Hard Going and Simply Rational talk about metaphor, analogy and symbol and their religious significance.

Metaphors

SR: In the last conversation we had, you mentioned metaphor. You said that metaphors always break down. What did you mean by that? And what possible relevance has metaphor to religion?

HG: Metaphors and symbols and images are used to point to what is true. Metaphors come precisely where science and rationalism (not reason) ends. Metaphors, images and symbols are used extensively in the Bible to point to God and to spiritual reality.

SR: So they’re just stories. There’s nothing concrete behind them. Nothing real.
Dùn Chàrlabhagh / Dun Carloway
(Photo: M. Caimbeul) 

Science truth and metaphorical truth

HG: I would argue the opposite. Science is always provisional. Today’s theory, is in tomorrow’s junkyard. The true story, using metaphor, image and symbol is true for all time and, hypothetically, true for all persons.

SR: I agree that science is always provisional, because it deals with facts; it faces up to the evidence of the senses, but, on your own admission, you deal with stories. Is that not just what people call fiction, or mysticism? A story, after all, can be true or false.

HG: If a person makes a story their own, it can be very true. I’m talking here about religious or spiritual stories. Jesus is always using metaphors and stories to give us spiritual truths. The story of the prodigal, or lost son is an obvious one. It has multiple levels of meaning, because there have been countless people in that situation. Each situation will be the same but different.

SR: What about people who don’t have a father? Single parent families, for example.

HG: There you are, you’re taking the thing literally. All talk about God has to be by analogy. The lost son represents the human being, the father represents God. He is compared to a kind father who will accept the son back home.

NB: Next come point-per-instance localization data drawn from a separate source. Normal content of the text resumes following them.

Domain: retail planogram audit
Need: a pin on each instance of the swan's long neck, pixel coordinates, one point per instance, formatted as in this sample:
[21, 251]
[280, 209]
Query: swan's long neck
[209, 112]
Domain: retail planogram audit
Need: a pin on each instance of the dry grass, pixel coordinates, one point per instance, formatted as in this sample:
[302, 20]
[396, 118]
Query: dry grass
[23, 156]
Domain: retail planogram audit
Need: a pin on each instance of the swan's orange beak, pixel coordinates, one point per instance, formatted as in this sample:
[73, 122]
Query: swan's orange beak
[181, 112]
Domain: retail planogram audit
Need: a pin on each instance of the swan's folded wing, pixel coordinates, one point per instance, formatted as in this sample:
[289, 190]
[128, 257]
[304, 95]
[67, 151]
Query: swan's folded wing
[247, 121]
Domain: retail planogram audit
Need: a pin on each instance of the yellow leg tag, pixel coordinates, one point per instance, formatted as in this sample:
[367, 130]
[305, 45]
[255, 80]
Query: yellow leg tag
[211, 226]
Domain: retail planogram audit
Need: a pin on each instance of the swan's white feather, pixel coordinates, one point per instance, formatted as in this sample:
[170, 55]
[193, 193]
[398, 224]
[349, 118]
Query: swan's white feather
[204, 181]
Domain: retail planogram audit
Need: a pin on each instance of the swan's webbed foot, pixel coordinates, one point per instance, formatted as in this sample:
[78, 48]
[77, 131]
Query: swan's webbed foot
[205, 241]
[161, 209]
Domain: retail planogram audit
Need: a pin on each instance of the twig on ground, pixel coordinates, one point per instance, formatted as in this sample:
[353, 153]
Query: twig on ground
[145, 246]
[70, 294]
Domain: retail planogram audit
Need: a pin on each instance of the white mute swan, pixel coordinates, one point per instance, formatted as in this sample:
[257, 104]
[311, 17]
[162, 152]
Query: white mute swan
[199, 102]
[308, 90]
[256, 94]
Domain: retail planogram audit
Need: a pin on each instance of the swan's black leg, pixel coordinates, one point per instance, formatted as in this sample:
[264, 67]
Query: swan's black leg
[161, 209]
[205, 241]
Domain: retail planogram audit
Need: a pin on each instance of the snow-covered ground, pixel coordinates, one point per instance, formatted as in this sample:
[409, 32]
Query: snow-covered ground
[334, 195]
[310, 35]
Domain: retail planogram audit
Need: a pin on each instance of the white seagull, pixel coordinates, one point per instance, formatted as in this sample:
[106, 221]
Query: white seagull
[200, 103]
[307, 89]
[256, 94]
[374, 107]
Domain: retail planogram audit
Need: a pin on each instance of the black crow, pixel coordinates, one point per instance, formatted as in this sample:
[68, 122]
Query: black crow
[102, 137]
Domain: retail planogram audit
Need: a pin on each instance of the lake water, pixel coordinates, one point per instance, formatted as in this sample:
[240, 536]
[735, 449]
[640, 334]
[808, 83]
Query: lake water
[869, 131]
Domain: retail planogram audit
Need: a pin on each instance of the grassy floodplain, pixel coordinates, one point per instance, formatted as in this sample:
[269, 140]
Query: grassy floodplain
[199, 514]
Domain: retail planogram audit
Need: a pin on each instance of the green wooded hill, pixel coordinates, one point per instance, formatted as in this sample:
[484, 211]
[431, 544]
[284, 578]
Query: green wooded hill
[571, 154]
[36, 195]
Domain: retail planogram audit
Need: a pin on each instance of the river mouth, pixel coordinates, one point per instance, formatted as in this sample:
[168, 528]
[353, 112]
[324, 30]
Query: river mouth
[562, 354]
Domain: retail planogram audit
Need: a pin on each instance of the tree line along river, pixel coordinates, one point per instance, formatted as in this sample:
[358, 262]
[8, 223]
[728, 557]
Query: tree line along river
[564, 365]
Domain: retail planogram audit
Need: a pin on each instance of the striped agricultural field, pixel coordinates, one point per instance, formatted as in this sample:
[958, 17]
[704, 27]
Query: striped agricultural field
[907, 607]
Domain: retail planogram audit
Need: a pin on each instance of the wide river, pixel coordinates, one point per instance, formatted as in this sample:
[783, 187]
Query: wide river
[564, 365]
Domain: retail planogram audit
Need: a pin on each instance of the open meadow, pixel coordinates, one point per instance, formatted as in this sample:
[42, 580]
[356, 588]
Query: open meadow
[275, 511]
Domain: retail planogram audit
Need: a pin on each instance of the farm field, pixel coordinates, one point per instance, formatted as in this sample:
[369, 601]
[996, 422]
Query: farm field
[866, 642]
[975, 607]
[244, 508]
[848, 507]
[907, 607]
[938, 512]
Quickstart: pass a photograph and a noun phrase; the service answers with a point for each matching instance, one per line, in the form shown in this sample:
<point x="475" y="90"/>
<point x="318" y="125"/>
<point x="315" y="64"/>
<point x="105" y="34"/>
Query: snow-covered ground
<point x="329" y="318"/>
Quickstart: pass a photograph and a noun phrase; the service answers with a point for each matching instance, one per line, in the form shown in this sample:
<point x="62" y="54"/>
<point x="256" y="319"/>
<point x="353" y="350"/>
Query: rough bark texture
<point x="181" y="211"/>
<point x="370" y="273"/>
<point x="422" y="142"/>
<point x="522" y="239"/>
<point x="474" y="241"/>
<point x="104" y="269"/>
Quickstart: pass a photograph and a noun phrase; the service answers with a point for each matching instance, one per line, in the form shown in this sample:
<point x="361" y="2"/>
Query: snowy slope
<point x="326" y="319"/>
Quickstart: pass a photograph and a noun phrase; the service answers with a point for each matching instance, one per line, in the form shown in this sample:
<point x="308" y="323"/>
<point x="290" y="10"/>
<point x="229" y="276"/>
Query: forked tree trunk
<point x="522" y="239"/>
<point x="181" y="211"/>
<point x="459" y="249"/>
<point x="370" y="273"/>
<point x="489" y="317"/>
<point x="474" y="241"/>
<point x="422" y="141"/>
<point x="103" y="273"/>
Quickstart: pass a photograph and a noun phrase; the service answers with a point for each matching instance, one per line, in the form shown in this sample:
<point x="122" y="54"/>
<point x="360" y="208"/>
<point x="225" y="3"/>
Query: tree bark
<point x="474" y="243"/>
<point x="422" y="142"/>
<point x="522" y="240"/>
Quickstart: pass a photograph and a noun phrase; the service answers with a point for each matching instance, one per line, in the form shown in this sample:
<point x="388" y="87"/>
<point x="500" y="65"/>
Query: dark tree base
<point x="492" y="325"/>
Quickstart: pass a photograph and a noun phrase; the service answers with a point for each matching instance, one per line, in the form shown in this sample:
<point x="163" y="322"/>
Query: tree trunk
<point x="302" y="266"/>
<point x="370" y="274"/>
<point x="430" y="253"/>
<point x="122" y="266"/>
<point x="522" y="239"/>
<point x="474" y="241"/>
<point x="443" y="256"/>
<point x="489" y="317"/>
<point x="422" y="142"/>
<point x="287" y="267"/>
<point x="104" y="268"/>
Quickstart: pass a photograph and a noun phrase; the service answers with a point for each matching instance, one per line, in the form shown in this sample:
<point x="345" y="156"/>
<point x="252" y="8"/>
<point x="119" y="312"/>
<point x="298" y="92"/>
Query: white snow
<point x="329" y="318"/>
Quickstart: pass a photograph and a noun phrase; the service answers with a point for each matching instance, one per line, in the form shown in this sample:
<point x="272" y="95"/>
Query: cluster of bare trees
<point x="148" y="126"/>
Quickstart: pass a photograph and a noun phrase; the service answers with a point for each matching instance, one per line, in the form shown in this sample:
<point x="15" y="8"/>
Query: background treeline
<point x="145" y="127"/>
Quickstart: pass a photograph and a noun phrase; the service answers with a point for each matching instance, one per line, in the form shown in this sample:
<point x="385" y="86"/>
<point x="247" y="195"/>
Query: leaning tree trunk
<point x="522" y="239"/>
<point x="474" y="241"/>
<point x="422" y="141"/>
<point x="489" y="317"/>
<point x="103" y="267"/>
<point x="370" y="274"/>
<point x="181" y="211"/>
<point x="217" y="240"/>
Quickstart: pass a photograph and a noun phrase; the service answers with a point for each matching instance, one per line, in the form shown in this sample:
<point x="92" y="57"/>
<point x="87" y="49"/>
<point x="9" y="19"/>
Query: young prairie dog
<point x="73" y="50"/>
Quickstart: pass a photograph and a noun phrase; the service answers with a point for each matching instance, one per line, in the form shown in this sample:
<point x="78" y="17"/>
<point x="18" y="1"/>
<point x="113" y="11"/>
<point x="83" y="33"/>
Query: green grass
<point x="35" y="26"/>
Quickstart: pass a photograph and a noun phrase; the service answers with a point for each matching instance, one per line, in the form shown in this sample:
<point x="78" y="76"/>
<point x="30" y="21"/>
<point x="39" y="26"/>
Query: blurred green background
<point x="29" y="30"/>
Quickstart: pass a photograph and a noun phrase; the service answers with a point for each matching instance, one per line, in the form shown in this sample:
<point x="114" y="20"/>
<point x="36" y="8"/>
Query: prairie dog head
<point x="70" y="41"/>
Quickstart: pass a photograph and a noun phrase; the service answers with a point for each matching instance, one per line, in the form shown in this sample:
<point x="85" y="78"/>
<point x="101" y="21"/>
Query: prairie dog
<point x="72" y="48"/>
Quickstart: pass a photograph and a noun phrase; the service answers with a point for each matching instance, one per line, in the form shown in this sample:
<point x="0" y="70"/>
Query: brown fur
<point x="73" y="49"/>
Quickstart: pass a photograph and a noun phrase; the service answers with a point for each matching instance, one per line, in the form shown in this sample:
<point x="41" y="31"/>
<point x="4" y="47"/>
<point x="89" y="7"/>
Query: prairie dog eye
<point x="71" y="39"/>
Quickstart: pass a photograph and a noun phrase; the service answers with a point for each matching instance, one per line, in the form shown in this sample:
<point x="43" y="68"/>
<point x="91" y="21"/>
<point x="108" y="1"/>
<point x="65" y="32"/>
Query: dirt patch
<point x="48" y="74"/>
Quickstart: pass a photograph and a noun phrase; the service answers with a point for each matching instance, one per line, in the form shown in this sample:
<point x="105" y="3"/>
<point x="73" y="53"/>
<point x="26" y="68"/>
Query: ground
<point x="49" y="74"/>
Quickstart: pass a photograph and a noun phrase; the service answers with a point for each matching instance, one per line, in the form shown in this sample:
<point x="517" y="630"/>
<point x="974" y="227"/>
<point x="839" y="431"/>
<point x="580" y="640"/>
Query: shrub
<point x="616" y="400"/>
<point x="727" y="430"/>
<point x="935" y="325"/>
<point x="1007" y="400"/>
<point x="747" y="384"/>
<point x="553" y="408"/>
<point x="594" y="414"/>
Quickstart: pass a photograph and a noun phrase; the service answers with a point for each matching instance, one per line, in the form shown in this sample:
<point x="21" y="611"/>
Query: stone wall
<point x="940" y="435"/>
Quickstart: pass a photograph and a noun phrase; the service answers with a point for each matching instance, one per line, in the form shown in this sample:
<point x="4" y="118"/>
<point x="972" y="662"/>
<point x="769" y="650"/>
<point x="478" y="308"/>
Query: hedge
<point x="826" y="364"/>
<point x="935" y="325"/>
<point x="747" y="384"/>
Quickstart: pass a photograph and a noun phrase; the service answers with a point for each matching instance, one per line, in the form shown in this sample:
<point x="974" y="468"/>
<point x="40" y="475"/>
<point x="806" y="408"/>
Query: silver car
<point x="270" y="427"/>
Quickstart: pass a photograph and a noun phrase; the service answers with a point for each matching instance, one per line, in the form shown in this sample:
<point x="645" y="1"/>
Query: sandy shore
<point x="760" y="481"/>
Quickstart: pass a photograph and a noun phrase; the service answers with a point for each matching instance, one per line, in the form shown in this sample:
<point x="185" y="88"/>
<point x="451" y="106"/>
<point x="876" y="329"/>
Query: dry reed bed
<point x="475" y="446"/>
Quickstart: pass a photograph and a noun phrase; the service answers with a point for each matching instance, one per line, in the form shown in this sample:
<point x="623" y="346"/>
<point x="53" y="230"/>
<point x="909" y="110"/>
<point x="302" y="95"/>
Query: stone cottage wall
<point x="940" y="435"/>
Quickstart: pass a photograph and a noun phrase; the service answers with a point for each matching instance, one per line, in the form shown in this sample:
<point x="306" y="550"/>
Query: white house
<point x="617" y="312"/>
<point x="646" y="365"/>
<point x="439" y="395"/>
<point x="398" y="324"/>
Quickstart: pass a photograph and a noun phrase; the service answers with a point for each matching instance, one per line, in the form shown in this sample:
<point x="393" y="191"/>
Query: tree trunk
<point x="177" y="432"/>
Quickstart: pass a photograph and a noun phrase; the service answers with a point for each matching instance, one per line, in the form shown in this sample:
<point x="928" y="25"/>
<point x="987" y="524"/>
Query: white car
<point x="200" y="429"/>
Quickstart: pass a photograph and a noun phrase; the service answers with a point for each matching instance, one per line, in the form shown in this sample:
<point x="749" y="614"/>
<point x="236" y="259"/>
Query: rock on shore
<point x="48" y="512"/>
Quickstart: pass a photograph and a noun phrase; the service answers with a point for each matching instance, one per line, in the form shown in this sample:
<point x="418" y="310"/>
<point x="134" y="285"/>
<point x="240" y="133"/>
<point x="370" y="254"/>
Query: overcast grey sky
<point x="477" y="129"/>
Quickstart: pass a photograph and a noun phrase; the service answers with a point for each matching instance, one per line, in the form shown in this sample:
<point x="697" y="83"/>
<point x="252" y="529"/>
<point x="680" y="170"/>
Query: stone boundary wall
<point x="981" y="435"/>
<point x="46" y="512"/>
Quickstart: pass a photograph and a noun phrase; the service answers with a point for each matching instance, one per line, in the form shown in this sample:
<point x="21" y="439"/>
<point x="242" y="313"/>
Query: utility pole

SR: So the analogy could have been that of a mother?
Lochs War Memorial
(Photo: M. Caimbeul)

Is God unknowable?

HG: Yes, I suppose so. The father represents the caring nature of God. We’re totally creatures of time. Remember Dooyeweerd’s 15 aspects. All metaphors and analogies have to be part of these aspects. We can’t get outside time except through the aspect of faith. God is not an object of our time world. He is in eternity which escapes definition by the categories of time.

SR: Are you saying that God is unknowable?

HG: Yes and no. He is unknowable except in so far as he reveals himself and he has revealed himself progressively in the Bible, and he reveals his true nature finally in Jesus Christ.

SR: So is that a story too?

HG: Yes, a story but also a story made flesh.

SR: How do you mean?

The living metaphor

HG: Well, there’s metaphorical truth, as we saw, but there’s also the truth of the agent acting out the metaphor. When the person acts, the metaphor becomes a living metaphor. When a person acts out a story or metaphor it takes in the whole of that person’s life.

 SR: So Jesus was acting for God?

HG:  Yes, and in a sense he was God. He was God enfleshed. The cross is a symbol of what he did, but also a living reality.

SR: It’s hard to believe that God would let himself be killed by those he had created. I mean, that goes against all common sense. It’s counter intuitive. The all-powerful creator of the cosmos being hung on a cross, letting his creatures kill him.

The paradoxes of the cross

HG: Yes, but notice what follows. There are various paradoxes. Total apparent weakness is equal to total strength. Humility is the chief power, not the power of earthly authorities. Forgiveness is stronger than overcoming someone by force. Denying the ego, the false self, means possessing all that’s important. Losing everything, and relying totally on God, you gain everything. His kingdom is a spiritual kingdom and he knew it all the way.

SR: Most people will say what your saying is crazy. After all, there’s a lot to worry about in life. There’s your family, your possessions, all the things one really cares about, not to mention your career. Even Paul says, is it in 2 Thessalonians, that one should work for one’s living. You say, lose everything.
Dùn Chàrlabhagh Public Toilets
(Photo: M. Caimbeul)

Metaphor and the inner life

HG: Your phrase ‘really cares about’ is what matters. To have a family and a job are obviously good things but the state of one’s heart before God is what really matters. Jesus often uses metaphors and parables to talk about the inner life because metaphors point to something real but invisible happening within, i.e. the God – human relationship. So he talks about his disciples being the ‘salt of the earth’ and the ‘light of the world’, ‘knock and the door will be opened to you’ and so on.

SR: A lot of people don’t believe in God so they’re not going to ‘knock’.

HG: Very true, but just because some people might not believe there is oxygen in the air, that doesn’t mean it doesn’t exist. As you know, they wouldn’t be alive without it, even if they are ignorant of its existence.

SR: That’s an analogy, isn’t it? Rather subtle! I’ll have to think about that one.